Più soldi alle banche
In ogni caso, ha puntualizzato Bini Smaghi, c’è bisogno di più capitale per le banche. E devono essere i governi nazionali a darglielo per evitare la stretta creditizia. Non si tratta di un problema legato al Patto di stabilità ma ai mercati finanziari, perché, ha avvertito, c’è il rischio del formarsi di un clima sfiducia e questa potrebbe trasformarsi in sfiducia nei governi e negli Stati. Se un governo non può emettere obbligazioni ci sarebbero dei rischi. L’Unione ha dei limiti ma non solo per il Patto di stabilità ma per la nostra struttura demografica e il problema dell’invecchiamento della popolazione. E’ quindi necessario evitare tensioni tra l’opinione pubblica e il potere pubblico facendo in modo che venga ripristinato il credito da parte delle banche. E allora, “quando usciremo dalla crisi, a quel punto andranno affrontati i problemi della governance delle banche e dei rischi degli istituti”. Insomma dopo che le banche saranno state rimesse in piedi con denaro pubblico, forse si potranno pure riesaminare i loro modelli di gestione.
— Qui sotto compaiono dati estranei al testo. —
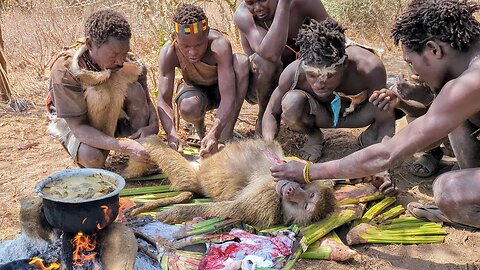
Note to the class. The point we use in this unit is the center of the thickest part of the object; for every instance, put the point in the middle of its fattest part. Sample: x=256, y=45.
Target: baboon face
x=303, y=204
x=109, y=55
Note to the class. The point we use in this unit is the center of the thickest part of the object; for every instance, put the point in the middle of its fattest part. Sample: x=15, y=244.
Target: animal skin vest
x=200, y=73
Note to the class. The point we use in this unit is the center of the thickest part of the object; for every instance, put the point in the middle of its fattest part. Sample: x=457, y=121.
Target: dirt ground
x=28, y=154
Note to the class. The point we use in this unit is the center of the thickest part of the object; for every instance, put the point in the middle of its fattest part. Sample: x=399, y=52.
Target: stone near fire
x=119, y=247
x=32, y=220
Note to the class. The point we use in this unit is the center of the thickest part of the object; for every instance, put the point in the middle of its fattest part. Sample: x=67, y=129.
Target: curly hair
x=187, y=14
x=106, y=23
x=321, y=43
x=449, y=21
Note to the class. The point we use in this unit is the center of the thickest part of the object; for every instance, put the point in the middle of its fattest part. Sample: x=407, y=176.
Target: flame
x=38, y=263
x=125, y=205
x=106, y=213
x=83, y=243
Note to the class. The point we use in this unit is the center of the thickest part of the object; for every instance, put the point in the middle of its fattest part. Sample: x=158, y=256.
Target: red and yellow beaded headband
x=193, y=28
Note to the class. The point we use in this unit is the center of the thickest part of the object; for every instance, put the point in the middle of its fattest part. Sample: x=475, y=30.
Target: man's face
x=193, y=46
x=323, y=81
x=109, y=55
x=421, y=65
x=262, y=10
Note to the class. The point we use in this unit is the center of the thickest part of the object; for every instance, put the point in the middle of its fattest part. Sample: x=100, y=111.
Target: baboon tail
x=180, y=172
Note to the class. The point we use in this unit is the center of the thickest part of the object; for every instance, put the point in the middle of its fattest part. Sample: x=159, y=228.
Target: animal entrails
x=238, y=180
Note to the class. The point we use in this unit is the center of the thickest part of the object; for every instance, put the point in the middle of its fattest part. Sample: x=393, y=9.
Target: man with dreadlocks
x=308, y=96
x=441, y=41
x=267, y=32
x=96, y=84
x=213, y=77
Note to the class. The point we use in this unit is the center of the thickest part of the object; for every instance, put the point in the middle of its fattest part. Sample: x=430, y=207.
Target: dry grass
x=35, y=30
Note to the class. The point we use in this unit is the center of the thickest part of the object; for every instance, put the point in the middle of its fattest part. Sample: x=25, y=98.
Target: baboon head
x=304, y=204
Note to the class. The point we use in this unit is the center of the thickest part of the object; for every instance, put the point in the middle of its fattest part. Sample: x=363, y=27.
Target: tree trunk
x=5, y=92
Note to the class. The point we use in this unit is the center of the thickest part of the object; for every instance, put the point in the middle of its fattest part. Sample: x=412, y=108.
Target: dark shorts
x=210, y=94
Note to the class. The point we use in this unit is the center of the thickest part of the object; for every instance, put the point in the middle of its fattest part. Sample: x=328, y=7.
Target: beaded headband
x=323, y=72
x=193, y=28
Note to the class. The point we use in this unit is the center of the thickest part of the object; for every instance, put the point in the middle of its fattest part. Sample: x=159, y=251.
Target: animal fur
x=355, y=101
x=237, y=179
x=105, y=91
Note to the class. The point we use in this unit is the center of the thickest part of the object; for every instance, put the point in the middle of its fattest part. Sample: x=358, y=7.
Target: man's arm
x=457, y=101
x=271, y=118
x=91, y=136
x=167, y=64
x=152, y=126
x=270, y=44
x=222, y=51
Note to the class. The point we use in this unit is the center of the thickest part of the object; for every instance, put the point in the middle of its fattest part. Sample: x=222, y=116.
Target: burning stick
x=144, y=190
x=38, y=264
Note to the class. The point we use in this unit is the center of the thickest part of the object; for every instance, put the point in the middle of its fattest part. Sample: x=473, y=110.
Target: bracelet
x=306, y=174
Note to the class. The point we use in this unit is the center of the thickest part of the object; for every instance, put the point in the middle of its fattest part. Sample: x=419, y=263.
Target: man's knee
x=241, y=66
x=264, y=68
x=90, y=157
x=192, y=108
x=136, y=95
x=242, y=71
x=445, y=191
x=293, y=111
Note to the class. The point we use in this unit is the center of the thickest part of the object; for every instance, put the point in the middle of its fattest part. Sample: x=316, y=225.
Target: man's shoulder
x=218, y=39
x=241, y=15
x=365, y=59
x=60, y=69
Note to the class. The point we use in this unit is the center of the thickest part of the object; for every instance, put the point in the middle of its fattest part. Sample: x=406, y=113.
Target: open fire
x=84, y=250
x=38, y=263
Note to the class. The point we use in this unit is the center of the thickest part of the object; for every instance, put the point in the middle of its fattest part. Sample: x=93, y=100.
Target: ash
x=23, y=247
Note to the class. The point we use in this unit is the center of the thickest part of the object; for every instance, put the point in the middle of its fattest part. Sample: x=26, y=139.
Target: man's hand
x=208, y=146
x=385, y=99
x=292, y=170
x=135, y=150
x=175, y=142
x=142, y=132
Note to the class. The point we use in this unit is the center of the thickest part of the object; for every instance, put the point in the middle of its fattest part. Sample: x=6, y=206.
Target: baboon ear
x=434, y=49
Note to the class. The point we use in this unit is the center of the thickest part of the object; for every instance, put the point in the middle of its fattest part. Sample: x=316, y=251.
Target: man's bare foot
x=428, y=163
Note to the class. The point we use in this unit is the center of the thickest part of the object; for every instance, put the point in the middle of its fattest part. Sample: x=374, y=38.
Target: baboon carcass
x=238, y=179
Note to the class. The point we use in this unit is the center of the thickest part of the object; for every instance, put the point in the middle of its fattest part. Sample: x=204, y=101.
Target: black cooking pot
x=90, y=215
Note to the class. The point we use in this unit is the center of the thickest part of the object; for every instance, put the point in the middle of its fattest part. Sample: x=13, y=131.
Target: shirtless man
x=267, y=29
x=441, y=40
x=308, y=95
x=213, y=78
x=106, y=50
x=413, y=97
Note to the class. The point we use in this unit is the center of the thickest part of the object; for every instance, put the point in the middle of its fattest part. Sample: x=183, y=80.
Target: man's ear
x=434, y=49
x=88, y=42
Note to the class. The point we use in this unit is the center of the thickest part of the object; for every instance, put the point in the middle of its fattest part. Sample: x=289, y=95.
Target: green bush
x=370, y=19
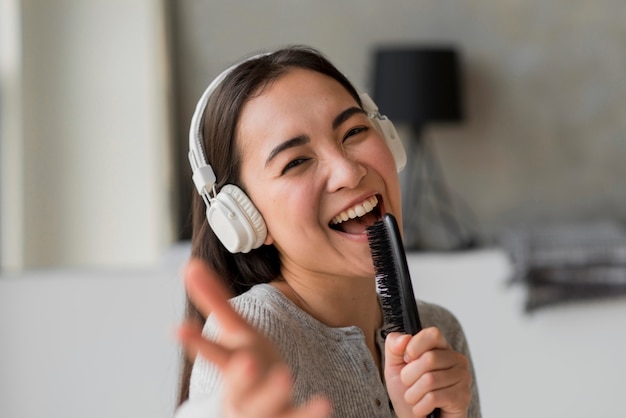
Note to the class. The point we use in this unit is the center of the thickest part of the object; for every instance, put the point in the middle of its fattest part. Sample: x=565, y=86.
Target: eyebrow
x=345, y=115
x=303, y=139
x=290, y=143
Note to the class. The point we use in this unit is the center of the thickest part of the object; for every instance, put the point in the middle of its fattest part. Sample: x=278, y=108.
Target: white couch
x=96, y=344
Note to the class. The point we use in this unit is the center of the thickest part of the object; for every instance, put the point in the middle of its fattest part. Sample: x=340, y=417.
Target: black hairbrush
x=393, y=280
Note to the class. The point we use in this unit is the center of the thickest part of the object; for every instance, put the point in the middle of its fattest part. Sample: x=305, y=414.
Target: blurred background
x=95, y=102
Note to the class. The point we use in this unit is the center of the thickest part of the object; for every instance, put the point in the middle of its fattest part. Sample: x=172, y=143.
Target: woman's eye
x=355, y=131
x=293, y=164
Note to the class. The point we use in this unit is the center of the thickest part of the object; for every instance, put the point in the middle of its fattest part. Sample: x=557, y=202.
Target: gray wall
x=544, y=138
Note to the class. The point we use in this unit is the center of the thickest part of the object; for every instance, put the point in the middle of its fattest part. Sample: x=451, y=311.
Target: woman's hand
x=257, y=383
x=423, y=373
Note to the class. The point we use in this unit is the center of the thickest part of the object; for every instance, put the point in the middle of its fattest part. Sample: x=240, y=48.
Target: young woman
x=285, y=280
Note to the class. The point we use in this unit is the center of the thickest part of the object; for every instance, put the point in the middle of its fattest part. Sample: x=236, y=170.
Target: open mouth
x=355, y=219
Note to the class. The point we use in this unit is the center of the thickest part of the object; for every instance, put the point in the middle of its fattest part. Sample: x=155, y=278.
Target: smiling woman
x=291, y=164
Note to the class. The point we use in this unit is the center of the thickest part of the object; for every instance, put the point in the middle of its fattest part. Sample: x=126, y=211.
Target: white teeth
x=356, y=211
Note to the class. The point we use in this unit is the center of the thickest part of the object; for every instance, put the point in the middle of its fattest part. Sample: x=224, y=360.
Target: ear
x=268, y=239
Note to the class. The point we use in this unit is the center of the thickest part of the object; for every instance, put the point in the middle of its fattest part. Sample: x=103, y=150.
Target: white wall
x=94, y=172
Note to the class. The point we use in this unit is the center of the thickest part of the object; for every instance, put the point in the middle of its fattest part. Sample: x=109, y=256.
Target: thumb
x=395, y=345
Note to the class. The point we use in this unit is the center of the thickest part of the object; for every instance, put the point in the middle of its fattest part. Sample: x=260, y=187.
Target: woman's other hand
x=423, y=373
x=257, y=383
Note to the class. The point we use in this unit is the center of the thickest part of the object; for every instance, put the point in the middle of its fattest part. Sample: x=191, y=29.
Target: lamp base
x=430, y=220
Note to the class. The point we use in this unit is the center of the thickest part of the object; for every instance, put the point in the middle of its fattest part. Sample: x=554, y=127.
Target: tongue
x=358, y=225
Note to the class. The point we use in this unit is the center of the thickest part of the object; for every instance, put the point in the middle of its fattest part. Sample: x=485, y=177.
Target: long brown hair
x=241, y=271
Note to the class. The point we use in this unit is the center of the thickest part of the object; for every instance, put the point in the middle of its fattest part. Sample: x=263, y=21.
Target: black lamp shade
x=418, y=85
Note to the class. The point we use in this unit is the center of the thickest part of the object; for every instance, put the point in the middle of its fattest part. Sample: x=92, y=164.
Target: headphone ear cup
x=236, y=221
x=387, y=130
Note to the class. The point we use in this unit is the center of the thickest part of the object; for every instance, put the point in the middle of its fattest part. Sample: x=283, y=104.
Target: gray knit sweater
x=333, y=362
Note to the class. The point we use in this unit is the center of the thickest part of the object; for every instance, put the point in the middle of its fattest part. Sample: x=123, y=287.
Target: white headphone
x=231, y=214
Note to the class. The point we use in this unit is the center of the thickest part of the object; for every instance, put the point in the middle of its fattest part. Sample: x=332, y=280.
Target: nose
x=344, y=172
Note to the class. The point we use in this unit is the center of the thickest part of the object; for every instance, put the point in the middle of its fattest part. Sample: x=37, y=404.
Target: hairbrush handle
x=410, y=314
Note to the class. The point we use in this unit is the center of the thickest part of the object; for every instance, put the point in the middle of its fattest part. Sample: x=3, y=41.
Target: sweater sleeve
x=200, y=407
x=437, y=316
x=206, y=381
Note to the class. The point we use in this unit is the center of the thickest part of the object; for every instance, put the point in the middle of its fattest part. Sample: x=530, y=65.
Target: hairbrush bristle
x=387, y=284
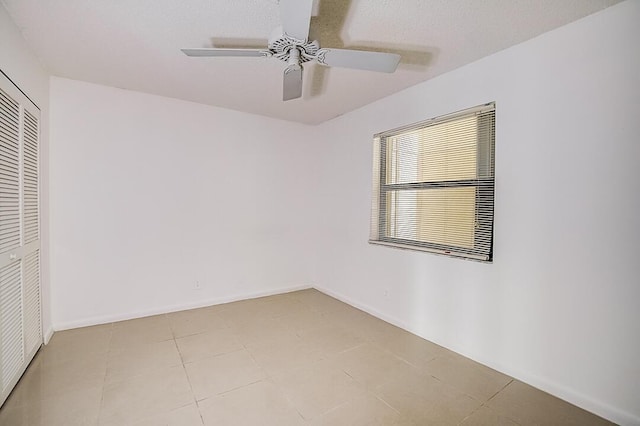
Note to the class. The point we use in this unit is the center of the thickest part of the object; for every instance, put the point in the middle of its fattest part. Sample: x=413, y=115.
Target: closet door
x=20, y=322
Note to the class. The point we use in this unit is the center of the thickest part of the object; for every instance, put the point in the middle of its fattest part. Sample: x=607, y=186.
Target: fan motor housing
x=280, y=45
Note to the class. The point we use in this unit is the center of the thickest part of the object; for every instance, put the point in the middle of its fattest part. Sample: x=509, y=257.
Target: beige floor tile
x=467, y=376
x=530, y=406
x=211, y=343
x=372, y=366
x=260, y=309
x=77, y=344
x=222, y=373
x=194, y=321
x=284, y=354
x=411, y=348
x=261, y=331
x=364, y=411
x=260, y=403
x=75, y=408
x=485, y=416
x=318, y=388
x=146, y=395
x=188, y=415
x=134, y=360
x=426, y=400
x=331, y=339
x=40, y=380
x=140, y=331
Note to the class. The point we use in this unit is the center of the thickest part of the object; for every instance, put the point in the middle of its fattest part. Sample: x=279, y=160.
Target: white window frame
x=383, y=220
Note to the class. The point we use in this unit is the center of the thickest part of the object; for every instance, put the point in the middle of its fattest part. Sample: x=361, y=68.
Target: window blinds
x=433, y=185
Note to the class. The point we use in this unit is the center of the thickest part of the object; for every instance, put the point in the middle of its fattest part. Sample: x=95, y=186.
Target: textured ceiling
x=135, y=45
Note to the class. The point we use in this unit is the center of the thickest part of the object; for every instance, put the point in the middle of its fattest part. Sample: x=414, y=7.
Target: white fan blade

Bisogna dare soldi statali alle banche per permettergli di perseguire i propri interessi privati.
La Bce teme
il protezionismo
Il bollettino mensile della Bce riflette la stessa analisi e le stesse preoccupazioni di Bini Smaghi. L’istituto centrale teme nuove spinte protezionistiche ma ribadisce la necessità di arginare tali pressioni. La Bce ritiene che l’incertezza riguardo allo scenario economico permanga eccezionalmente elevata. I rischi per la crescita, che nel complesso restano chiaramente orientati al ribasso, sono soprattutto legati alla possibilità di un più forte impatto delle turbolenze finanziarie sull’economia reale. Ed inoltre sia ai timori di nuove e crescenti spinte protezionistiche sia a eventuali andamenti sfavorevoli dell’economia mondiale causati da una correzione disordinata degli squilibri mondiali. Allo stato attuale è indispensabile portare avanti politiche economiche in linea con il principio di un’economia di mercato aperta e in libera concorrenza, arginando qualsiasi pressione protezionistica.
Anche se è stata questa impostazione aperta e libera a provocare il disastro che tutti conosciamo. Ma questo per la Bce sono evidentemente quisquilie e l’istituto di Francoforte ha confermato che opererà cercando in primis di garantire la stabilità dei prezzi. Sotto e vicino al 2% su un orizzonte di medio termine. Solo un livello stabile dei prezzi infatti: “favorisce la crescita economica sostenibile e l’occupazione e contribuisce alla stabilità finanziaria”. Ma non avevamo bisogno della Bce per conoscere una simile ovvietà.